Macros give you wings, like Red Bull. The types of motions that you make to edit the text might seem odd when you first learn them, but when you start to fit them together into sequences and play back those sequences as macros, you will begin to understand that those strange keystrokes (capital A to position the cursor at the end of the line of text -- 0 to position it at the beginning -- w to skip a word -- etc) are like little cog-like Anime robots that can assemble themselves into a giant Transformer beast that can decimate any text-transforming problem you throw at it.
I can't tell you how many times someone gave me a file with messed up formatting or something and they thought I would have to write a program to fix it and I just opened up VI, typed in some macros, and fixed it right in my editor.

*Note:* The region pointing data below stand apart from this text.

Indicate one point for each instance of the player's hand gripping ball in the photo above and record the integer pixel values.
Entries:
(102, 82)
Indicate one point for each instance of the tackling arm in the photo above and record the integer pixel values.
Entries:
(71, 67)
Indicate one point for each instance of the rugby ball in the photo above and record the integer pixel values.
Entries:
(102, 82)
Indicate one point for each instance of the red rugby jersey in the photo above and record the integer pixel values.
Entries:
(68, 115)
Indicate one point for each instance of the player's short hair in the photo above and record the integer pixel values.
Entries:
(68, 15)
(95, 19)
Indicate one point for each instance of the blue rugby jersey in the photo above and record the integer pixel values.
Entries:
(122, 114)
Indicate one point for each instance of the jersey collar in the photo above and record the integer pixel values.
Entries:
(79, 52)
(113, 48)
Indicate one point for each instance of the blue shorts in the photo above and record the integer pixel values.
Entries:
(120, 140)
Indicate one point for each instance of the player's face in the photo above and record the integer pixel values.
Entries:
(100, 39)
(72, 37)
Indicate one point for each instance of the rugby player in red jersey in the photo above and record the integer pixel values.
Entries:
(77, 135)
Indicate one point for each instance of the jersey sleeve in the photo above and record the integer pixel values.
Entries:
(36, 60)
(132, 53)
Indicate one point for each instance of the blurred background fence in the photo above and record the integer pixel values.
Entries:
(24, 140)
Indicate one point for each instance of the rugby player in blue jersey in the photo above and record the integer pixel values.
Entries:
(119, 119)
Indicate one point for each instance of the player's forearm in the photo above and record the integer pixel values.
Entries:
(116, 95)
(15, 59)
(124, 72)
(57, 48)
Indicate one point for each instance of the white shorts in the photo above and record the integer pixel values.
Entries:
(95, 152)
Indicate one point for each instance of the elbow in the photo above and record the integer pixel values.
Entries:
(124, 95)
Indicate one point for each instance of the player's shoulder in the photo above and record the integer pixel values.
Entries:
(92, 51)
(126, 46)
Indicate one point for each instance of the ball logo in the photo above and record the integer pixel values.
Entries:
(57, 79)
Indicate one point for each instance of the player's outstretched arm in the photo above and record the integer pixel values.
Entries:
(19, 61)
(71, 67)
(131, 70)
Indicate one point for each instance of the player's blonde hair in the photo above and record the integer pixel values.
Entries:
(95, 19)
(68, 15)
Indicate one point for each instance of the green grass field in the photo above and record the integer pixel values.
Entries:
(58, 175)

I've had people watch over my shoulder and ooh and ahh about this -- and I don't say this to brag or to say that I get satisfaction out of that, but I'm just trying to impress upon you that VI itself is a powerful and impressive platform.
Add to that that you are using a tool that has continuously been improved and tweaked and fixed and debugged and added to for more than 30 years, and you've got something really special.
You get out of it what you put into it. This is true across all realms of human endeavor and it's true here. Put the time and effort into learning VI, and you'll find yourself in a world of efficient coding you didn't even know existed.
p.s. I forgot to mention one other thing -- what happens when language X, the one you are programming in, goes out of style? Time to learn another IDE. Unless you know VI, in which case, your old friend is still with you.